私的評価
映画『マザーレス・ブルックリン』を観ました。レンタルDVDでの鑑賞です。
上映時間は2時間を優に超える大作でしたが、決して長さを感じさせない作品でした。何より印象的だったのは、原作小説が1990年代を舞台にしているのに対し、この映画では時代設定を1950年代に移している点です。これによって当時のニューヨーク独特の空気感が漂い、古き良きアメリカの街並みやファッション、そしてクラシックカーが走る光景まで、まるでタイムスリップしたように楽しむことができました。特にジャズバーで流れる音楽や街角のざわめきが、物語に深みを与えているように思います。
一方で、主人公の探偵が抱える病や癖、そして次々と繋がっていく事件の糸口など、かなり複雑に描かれているため、一生懸命観ていたにもかかわらず、正直なところ事件の全貌を完全に理解できなかった、というのが本音です。
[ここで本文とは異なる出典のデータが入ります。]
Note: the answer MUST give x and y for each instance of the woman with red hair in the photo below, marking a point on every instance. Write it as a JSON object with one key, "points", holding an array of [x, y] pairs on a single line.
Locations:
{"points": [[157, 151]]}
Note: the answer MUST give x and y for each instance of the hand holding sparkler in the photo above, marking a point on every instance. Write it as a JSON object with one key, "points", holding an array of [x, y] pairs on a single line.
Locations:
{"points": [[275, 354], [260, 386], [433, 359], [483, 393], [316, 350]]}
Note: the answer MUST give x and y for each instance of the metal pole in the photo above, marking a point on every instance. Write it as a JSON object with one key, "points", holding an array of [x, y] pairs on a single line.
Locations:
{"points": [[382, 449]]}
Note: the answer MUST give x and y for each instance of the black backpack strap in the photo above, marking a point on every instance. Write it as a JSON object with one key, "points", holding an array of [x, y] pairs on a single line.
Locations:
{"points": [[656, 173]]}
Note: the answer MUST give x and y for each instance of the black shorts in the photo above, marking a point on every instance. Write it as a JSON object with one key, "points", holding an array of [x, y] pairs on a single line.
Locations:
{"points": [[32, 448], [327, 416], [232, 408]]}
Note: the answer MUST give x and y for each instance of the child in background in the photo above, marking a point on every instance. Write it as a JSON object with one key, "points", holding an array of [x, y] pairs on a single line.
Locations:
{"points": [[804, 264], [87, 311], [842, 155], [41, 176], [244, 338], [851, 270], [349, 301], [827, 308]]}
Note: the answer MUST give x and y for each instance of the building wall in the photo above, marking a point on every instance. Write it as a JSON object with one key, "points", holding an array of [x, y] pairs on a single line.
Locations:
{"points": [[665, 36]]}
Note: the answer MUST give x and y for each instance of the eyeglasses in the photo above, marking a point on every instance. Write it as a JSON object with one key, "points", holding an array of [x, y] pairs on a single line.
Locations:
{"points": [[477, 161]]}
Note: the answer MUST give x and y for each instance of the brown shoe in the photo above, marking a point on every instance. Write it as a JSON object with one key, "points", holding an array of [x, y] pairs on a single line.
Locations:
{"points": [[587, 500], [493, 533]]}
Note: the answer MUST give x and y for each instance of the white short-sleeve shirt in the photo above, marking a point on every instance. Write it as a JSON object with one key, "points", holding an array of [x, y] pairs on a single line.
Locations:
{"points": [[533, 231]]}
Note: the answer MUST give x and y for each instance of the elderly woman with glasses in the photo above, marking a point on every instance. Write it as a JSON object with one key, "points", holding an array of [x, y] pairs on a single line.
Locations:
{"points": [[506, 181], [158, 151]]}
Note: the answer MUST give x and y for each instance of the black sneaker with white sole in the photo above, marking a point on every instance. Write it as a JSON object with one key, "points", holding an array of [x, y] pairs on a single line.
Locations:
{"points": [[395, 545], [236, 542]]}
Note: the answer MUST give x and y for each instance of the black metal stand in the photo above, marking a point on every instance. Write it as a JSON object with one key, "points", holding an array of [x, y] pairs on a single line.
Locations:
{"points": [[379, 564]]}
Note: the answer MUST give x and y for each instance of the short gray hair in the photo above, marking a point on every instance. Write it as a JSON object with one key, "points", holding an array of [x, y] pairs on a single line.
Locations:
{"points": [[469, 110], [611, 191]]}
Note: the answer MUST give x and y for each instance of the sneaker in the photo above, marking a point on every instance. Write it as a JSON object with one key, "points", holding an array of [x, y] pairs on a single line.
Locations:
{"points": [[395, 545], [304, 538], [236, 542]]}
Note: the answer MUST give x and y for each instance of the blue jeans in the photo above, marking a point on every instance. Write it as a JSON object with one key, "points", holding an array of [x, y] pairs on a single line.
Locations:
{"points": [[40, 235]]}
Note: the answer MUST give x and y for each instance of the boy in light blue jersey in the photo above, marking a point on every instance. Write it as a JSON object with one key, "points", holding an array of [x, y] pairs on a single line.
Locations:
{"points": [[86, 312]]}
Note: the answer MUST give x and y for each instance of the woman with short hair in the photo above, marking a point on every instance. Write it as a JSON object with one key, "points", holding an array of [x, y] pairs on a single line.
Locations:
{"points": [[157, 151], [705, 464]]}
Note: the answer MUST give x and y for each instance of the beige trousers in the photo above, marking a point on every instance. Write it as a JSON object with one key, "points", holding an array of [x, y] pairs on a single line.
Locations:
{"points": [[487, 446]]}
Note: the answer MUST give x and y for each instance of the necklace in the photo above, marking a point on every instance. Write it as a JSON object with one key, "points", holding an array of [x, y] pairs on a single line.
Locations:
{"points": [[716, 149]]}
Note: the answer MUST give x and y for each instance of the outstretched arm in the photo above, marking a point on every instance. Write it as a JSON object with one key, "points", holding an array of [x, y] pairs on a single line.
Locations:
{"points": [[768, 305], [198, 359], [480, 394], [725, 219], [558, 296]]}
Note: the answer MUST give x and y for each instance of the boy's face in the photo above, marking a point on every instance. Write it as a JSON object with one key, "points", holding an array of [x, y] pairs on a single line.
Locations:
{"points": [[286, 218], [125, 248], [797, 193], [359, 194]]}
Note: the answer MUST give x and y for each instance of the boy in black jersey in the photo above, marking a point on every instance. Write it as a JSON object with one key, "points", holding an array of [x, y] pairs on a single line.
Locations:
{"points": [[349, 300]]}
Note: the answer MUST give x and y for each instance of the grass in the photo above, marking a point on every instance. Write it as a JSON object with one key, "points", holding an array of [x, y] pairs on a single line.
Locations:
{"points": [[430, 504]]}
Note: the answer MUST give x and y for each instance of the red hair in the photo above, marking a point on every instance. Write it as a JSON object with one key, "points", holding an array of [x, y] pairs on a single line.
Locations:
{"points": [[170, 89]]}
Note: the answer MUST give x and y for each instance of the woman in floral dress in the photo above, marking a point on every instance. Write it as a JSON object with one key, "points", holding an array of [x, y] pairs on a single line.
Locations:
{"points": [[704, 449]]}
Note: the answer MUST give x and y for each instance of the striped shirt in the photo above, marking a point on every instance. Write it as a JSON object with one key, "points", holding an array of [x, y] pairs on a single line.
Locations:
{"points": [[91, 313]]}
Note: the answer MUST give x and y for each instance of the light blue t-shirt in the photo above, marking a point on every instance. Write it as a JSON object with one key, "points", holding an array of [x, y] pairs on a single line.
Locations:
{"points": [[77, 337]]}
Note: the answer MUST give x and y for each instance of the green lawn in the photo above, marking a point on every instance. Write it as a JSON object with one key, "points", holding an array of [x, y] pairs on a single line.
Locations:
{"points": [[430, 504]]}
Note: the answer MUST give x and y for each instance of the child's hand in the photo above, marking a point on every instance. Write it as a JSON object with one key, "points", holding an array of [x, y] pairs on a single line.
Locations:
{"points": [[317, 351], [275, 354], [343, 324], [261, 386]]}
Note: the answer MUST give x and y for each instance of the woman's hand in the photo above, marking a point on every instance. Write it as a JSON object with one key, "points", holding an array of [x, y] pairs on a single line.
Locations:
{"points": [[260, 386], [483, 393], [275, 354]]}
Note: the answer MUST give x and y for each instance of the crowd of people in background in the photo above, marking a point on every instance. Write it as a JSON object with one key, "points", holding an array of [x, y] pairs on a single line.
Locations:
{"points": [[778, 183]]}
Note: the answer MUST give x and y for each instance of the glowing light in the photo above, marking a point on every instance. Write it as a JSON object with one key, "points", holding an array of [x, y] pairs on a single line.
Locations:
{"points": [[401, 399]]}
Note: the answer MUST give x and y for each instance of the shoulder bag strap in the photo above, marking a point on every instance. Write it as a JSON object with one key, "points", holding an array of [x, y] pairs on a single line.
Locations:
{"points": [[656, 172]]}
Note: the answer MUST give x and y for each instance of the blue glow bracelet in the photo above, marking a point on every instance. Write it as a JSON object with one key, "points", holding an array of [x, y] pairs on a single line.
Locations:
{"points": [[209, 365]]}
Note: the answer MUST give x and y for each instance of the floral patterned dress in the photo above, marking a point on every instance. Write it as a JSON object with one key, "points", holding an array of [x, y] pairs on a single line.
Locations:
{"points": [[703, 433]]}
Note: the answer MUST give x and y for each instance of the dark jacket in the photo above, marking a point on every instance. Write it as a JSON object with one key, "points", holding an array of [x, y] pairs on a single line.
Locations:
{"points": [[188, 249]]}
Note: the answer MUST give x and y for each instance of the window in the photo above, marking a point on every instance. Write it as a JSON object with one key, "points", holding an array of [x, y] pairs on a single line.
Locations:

とはいえ、分からなかった部分があるからこそ「もう一度観て確かめたい」と思わせる不思議な魅力を持った作品でした。
★★★☆☆
作品概要
監督・脚本はエドワード・ノートン。制作はエドワード・ノートンほか。
原作はジョナサン・レセムの『マザーレス・ブルックリン』。
出演はエドワード・ノートン、ブルース・ウィリス、アレック・ボールドウィン、ウィレム・デフォーほか。
2019年に公開されたアメリカ合衆国の映画です。
作品の紹介・あらすじ
解説
『バードマン あるいは(無知がもたらす予期せぬ奇跡)』に出演したエドワード・ノートンが監督・脚本・製作・主演を務めるノワール。恩人殺害の真相を追う私立探偵がニューヨークの闇に迫る。共演はブルース・ウィリス、ググ・ンバータ=ロー、アレック・ボールドウィン、ウィレム・デフォーら。レディオヘッドのトム・ヨークが提供したオリジナルソングに、レッド・ホット・チリ・ペッパーズのフリーや、ジャズミュージシャンのウィントン・マルサリスが参加している。
あらすじ
1957年のニューヨーク。障害を抱えながらも並外れた記憶力を持つ私立探偵ライオネル・エスログ(エドワード・ノートン)の恩人で友人のフランク・ミナ(ブルース・ウィリス)が殺される。事件の真相を探るため、ライオネルはハーレムのジャズクラブからブルックリンのスラム街まで、わずかな手掛かりを頼りに調査を進め、街を牛耳る黒幕にたどり着く。
シネマトゥデイ
感想・その他
主人公ライオネルは、チック症という障害を抱えており、その影響で思わぬ言葉を口走ってしまう人物として描かれています。私は日本語吹き替え版で鑑賞しましたが、英語版ではどのように表現されているのか気になるところです。ライオネルの発する突発的な言葉には思わず笑ってしまう場面も多くありました。ただし、チック症の中でも「汚言症(おげんしょう)」と呼ばれる症状にあたり、実際の患者さんにとっては非常に深刻で、決して笑い事ではないことも頭に置いておくべきでしょう。この映画には、ブルース・ウィリス、ウィレム・デフォー、アレック・ボールドウィンといった豪華俳優陣が出演しています。私は映画『プラトーン』でウィレム・デフォーに注目し、『ミシシッピー・バーニング』でさらに好きになりました。大好きな作品『イングリッシュ・ペイシェント』にも出演しているのですが、不思議なことに、つい最近までなかなか名前を覚えられない俳優でした。
一方、アレック・ボールドウィンについては、ずっと連続ドラマ『PERSON of INTEREST 犯罪予知ユニット』に出演していたと勘違いしていたのですが、実際にはブレット・カレンという俳優と取り違えていました。年齢も近く、雰囲気も非常に似ているためでしょう。ちなみに映画『ジョーカー』では、主人公の父親役は当初アレック・ボールドウィンが演じる予定だったもののスケジュールの都合で降板し、その代役を務めたのがブレット・カレンだったそうです。こうしてみると、やはり二人のイメージが重なるのも納得です。